By Associated Press - Saturday, June 13, 2020

CHARLOTTE, N.C. (AP) - As protests continue over police violence toward minorities, a new lawsuit accuses a North Carolina police officer of needlessly escalating a 2019 standoff before fatally shooting a black man.

The Charlotte Observer reports that the federal lawsuit was filed Thursday by Deborah Franklin, the mother of Danquirs Franklin. It alleges that Charlotte-Mecklenburg police Officer Wende Kerl panicked, violated her training and “shocked” the other officer on the scene when she opened fire on Franklin outside a Burger King on March 25, 2019.

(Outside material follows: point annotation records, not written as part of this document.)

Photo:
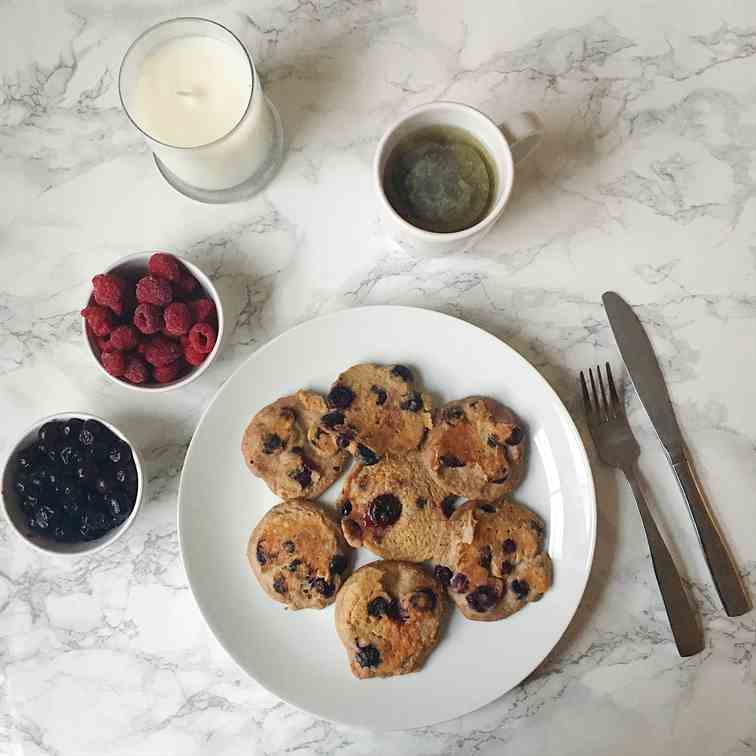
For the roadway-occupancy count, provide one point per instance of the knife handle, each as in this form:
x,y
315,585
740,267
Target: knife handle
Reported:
x,y
718,557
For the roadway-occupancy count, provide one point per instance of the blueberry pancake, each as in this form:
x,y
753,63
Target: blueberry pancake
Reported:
x,y
375,409
284,446
388,616
298,554
495,563
476,448
394,508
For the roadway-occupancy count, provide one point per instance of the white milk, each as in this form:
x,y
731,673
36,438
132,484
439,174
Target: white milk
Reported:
x,y
186,84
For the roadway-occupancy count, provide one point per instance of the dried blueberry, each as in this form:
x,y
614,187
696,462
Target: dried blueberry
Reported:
x,y
332,419
449,460
459,582
423,599
339,397
515,437
338,564
380,395
367,456
384,510
443,574
403,372
483,598
262,557
368,656
271,443
485,557
447,505
303,476
521,588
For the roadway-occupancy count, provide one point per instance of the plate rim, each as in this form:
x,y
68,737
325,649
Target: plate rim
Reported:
x,y
570,426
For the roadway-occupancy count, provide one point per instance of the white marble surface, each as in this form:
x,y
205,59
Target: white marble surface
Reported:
x,y
646,183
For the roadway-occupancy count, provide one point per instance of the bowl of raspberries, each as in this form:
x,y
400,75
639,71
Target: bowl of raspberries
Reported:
x,y
153,321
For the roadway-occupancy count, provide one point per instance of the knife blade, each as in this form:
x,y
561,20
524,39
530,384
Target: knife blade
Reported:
x,y
643,367
640,360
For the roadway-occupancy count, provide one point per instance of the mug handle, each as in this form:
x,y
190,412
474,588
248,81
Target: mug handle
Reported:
x,y
524,133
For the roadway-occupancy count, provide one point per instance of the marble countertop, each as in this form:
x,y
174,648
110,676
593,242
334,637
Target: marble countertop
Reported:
x,y
646,183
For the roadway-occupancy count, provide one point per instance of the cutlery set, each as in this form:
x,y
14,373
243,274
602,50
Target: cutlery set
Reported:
x,y
617,447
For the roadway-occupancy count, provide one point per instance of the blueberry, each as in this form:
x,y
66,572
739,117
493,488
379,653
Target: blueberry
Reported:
x,y
423,599
340,397
380,395
271,443
338,564
368,656
449,460
485,557
447,506
303,476
515,437
482,599
403,372
459,582
444,574
367,456
521,588
384,510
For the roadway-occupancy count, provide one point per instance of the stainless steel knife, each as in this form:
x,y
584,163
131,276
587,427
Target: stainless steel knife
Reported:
x,y
641,363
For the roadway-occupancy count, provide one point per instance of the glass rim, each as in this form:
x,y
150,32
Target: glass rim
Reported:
x,y
252,69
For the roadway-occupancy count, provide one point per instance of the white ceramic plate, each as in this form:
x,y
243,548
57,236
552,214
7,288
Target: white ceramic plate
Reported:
x,y
297,655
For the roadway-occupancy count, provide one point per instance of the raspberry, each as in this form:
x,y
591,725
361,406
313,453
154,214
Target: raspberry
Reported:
x,y
99,319
202,338
136,369
186,283
108,291
154,290
178,319
202,310
148,318
167,373
114,363
164,266
161,351
192,356
124,338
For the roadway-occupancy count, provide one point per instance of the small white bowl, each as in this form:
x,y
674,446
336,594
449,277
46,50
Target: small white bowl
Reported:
x,y
135,265
16,518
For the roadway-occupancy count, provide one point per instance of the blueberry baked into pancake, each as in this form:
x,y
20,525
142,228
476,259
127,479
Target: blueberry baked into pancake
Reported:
x,y
375,409
394,508
476,448
388,616
495,563
284,446
298,555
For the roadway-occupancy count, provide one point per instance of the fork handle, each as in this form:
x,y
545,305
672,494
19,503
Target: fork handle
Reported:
x,y
682,619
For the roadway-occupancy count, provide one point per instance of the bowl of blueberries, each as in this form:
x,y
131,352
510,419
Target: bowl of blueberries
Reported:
x,y
72,484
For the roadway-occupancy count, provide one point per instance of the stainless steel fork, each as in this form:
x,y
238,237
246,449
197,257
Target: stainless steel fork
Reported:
x,y
617,447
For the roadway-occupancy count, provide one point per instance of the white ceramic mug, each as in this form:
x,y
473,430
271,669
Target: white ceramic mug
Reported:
x,y
524,133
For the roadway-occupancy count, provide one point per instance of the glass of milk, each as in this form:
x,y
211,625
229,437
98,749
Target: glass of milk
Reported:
x,y
190,86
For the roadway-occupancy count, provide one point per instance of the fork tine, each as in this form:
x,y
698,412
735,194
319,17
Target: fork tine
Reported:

The lawsuit was brought after two weeks of protests in Charlotte and around the world over the police killing of George Floyd. The North Carolina native died May 25 after a Minneapolis police officer knelt on his neck for almost nine minutes. Floyd was black. The police officer is white.



Charlotte attorney Luke Largess, who is representing Franklin’s estate, said he filed the complaint after Charlotte City Manager Marcus Jones rejected the Citizen Review Board’s unanimous recommendation that the Franklin shooting was unjustified, a decision that preceded Floyd’s death.

But he acknowledged that the timing, while coincidental, is “powerful, too.”

“I think the public understanding of these cases is different now than it has been in a long time,” he said.

Franklin, according to video and a report by District Attorney Spencer Merriwether, appeared to be complying with police orders to lay down his weapon when Kerl shot him.

Merriweather ruled the Franklin shooting as legally justified. In announcing his decision not to charge Kerl, Merriweather said his office could not prove that she and Burger King manager Terry Grier did not have a reasonable fear for their safety, given Franklin’s erratic behavior and the fact that he was armed.